Mary Singh, who recently released her debut book Delhi Blue – A Memoir (published by Delhi Blue Pottery Trust, price: Rs. 400), decides to speak, finally.

“From the historical point of view, the book is about the death of pottery as we both knew it. The end of huge chimneys used in this craft owing to the pollution they caused completely altered it (pottery). It’s also about my own journey and how this British woman after learning from Mansimran, married and shifted with him to this artists’ village, which we started calling home 34 years back. Delhi Blue talks about Andretta three decades back. It is about Andretta today.”

'This British woman after learning from Mansimran, married and shifted with him to this artists’ village, which we started calling home 34 years back.'

It’s time for the couple to take their evening stroll towards the artists’ colony envisioned by Norah Richards, an Irish actor and theatre practitioner, who first came to India in 1911 and settled here in 1924. It was she who wanted to convert the small village in a melting pot of arts where theatre practitioners, painters, musicians and potters could realise their dreamscape.


Although painters such as Sobha Singh, best known for his Sikh religious paintings, and BC Sanyal moved here permanently besides Gurcharan Singh, most of the other artists, including painters Paramjeet Singh, Ram Kumar and many others, would come only during summers. Theatre and other cultural performances were never a year-long affair.

“Therefore, it is just a media manufactured myth that artists have been living here forever.
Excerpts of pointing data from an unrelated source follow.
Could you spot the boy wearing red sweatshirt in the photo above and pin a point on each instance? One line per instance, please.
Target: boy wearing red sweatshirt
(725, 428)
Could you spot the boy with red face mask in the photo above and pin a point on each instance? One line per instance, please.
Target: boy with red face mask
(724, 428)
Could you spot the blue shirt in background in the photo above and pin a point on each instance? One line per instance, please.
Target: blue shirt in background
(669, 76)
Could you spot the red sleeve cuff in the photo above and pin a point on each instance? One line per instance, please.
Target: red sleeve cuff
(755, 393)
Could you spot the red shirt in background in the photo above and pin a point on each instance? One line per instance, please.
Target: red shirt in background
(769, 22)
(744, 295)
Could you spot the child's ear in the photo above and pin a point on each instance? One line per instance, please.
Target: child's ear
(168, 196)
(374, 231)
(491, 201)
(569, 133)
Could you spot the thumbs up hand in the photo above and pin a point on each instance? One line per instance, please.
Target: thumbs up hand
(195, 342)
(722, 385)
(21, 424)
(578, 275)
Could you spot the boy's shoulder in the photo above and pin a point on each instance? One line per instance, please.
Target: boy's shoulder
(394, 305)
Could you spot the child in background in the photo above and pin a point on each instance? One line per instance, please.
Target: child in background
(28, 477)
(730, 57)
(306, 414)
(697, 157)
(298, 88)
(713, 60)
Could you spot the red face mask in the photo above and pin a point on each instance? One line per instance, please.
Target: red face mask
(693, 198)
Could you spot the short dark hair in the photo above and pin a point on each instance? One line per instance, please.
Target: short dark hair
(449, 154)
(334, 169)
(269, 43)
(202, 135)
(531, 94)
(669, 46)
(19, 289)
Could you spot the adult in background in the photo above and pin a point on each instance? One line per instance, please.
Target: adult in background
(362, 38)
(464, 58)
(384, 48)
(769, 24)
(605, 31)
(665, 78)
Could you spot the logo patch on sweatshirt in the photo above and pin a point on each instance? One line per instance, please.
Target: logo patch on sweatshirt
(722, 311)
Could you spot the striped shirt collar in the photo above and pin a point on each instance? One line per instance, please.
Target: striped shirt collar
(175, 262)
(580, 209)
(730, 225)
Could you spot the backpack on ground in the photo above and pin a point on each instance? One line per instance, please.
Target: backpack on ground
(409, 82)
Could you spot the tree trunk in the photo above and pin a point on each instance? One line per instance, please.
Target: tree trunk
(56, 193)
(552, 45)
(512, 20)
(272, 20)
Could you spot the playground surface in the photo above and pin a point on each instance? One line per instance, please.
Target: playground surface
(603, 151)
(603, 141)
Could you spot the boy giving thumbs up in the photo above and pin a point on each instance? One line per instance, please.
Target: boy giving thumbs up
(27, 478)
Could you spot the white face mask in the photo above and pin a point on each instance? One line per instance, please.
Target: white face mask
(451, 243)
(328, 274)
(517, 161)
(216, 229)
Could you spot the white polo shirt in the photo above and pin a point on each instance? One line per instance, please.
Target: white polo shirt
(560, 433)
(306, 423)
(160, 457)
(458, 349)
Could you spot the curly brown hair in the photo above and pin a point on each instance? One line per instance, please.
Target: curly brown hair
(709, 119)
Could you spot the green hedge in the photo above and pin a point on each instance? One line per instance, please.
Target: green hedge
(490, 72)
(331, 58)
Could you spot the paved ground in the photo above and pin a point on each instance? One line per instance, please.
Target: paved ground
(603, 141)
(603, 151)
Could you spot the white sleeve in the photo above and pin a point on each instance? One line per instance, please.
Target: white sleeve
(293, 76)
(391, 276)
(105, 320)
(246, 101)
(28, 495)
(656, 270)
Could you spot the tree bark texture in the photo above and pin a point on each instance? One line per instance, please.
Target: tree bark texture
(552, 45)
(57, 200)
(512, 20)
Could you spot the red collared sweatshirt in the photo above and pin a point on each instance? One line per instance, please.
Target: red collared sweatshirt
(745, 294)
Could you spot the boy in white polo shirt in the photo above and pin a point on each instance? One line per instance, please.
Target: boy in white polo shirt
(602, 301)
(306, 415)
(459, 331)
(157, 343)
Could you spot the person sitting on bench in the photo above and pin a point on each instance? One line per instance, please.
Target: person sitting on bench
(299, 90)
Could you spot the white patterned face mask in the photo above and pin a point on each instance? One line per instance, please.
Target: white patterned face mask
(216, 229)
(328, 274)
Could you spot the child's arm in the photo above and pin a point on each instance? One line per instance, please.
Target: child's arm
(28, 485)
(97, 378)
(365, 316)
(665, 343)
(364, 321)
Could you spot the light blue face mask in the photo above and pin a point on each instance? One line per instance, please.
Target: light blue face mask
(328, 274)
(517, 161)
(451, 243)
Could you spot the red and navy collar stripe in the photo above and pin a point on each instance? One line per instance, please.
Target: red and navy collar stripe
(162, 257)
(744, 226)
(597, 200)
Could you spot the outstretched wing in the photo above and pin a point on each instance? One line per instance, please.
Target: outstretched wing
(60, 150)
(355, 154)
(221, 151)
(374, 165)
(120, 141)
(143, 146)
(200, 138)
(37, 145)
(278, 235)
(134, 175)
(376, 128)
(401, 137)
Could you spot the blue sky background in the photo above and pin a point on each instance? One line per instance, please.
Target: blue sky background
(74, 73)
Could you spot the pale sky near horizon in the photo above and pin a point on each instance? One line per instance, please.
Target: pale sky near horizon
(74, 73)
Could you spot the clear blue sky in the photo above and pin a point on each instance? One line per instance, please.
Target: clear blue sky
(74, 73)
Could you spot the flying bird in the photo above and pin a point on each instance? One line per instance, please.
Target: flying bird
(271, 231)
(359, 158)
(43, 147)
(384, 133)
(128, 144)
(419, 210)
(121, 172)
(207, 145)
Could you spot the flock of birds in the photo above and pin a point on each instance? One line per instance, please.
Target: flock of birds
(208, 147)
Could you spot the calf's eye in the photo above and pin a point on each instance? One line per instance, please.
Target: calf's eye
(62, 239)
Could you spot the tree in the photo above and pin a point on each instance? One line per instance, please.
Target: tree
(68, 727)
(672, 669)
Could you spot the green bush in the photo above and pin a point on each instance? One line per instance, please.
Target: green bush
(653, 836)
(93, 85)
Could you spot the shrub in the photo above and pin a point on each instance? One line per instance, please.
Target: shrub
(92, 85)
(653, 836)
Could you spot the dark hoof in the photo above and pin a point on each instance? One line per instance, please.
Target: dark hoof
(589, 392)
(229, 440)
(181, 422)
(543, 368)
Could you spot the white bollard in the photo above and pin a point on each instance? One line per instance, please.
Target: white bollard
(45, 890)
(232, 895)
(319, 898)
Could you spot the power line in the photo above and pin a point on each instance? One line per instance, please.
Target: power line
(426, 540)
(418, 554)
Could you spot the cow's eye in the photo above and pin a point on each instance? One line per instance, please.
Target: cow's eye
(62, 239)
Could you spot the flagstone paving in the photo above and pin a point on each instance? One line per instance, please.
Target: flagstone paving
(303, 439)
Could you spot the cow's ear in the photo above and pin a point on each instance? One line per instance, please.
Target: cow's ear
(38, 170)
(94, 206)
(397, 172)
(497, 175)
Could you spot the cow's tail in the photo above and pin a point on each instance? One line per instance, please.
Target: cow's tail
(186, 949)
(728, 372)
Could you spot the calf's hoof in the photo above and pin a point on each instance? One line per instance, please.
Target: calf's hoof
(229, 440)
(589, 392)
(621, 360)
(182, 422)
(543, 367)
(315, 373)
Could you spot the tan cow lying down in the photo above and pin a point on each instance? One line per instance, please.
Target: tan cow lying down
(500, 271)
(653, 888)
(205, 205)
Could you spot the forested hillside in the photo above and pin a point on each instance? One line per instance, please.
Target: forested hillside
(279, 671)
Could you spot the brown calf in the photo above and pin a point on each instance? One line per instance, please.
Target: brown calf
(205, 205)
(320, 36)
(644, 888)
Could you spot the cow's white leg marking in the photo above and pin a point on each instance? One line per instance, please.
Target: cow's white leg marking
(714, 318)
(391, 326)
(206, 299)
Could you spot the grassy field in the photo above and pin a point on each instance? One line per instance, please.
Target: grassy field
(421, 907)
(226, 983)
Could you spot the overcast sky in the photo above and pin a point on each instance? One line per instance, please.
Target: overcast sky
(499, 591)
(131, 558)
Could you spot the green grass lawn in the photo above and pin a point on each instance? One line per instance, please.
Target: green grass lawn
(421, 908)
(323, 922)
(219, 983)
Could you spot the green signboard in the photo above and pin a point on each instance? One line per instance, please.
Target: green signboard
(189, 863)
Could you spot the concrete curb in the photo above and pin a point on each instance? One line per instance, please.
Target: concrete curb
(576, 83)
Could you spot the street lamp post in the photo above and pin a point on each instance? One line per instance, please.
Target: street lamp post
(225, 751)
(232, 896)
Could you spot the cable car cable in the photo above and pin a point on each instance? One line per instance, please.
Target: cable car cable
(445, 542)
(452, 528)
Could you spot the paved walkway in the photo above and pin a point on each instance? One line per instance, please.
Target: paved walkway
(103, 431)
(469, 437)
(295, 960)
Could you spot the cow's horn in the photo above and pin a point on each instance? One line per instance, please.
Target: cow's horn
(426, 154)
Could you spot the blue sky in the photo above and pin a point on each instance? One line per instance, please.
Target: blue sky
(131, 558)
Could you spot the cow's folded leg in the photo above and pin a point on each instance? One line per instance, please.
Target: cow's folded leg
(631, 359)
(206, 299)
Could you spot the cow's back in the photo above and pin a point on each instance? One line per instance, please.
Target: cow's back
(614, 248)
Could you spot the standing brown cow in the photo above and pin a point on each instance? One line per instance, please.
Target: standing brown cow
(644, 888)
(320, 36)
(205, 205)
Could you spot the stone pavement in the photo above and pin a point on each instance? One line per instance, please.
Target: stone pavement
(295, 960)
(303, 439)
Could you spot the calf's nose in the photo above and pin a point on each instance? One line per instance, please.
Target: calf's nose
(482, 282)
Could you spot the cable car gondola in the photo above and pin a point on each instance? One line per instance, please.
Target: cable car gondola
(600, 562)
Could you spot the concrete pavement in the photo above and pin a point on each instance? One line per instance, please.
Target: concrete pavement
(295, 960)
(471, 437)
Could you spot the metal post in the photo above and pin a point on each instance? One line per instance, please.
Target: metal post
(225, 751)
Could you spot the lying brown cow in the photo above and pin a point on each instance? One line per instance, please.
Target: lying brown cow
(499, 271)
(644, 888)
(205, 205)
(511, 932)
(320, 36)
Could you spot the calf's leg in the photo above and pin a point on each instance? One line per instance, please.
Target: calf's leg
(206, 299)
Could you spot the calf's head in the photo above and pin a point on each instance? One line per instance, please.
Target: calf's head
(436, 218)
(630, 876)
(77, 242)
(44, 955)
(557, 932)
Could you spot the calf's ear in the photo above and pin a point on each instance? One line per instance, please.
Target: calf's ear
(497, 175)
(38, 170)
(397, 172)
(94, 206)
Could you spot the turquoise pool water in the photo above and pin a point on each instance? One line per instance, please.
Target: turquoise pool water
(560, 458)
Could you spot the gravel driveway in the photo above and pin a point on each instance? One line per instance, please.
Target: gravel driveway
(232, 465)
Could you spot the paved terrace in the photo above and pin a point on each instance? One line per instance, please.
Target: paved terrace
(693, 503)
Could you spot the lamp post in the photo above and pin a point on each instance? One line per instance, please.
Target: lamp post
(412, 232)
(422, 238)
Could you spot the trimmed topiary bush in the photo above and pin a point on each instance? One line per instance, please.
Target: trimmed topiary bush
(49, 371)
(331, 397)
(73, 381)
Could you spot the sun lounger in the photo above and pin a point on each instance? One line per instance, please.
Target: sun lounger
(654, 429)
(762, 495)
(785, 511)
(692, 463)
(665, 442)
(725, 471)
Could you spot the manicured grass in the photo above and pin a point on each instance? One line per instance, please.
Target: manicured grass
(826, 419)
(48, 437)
In the past 20 years, only we have been working consistently in this place. Of course, there exists the Sobha Singh Art Gallery and Norah Richards Home, which witnesses some visitors,” says Singh.

From where we are standing, the snow-capped Dhauladhar ranges embrace the Norah Centre for Arts. Although conceived to serve as a residency for artists, it never took off owing to poor maintenance and lack of basic amenities such as regular water supply and electricity.

“A few artists did visit, but they had a horrifying time. There was no one who they could approach if they had a problem. Many of them would come to my palace in the evenings.”

Blaming the Woodland Society, which was entrusted by Richards to give permissions to artists for construction, the potter says that unless the society gets its act together, most artists would shy away from settling here.

“They have this strange rule that the property can be passed on by the artist only to the spouse and not their children. This keeps many creative people away. Moreover, a society for promotion of arts has to be pro-active and meet more than once a year.”

As dark clouds cast a shadow over the sun, Singh looks at one of the crumbling mud houses. He says that Richard hated concrete and wanted only houses made of mud for artists. “Such houses are very delicate, not for they are made of mud. But because they can get lonely.”

On the way back, this internationally well-known couple is asked about the fate of the studio and museum when they are gone. And also the fate of Andretta pottery.

“We both have two children each from our first marriages. All of them are in England. No one is interested in pottery. In our will, the family of Shubham Sankhian (20), who left his degree in aeronautical engineering after completing a year learning pottery and is still with us, will carry on the tradition, if they want to.”

It has started raining now. Pouring. Does it ever get lonely up here?

“No, we look at the pots,” Mansimran Singh whispers. Mary Singh smiles at him.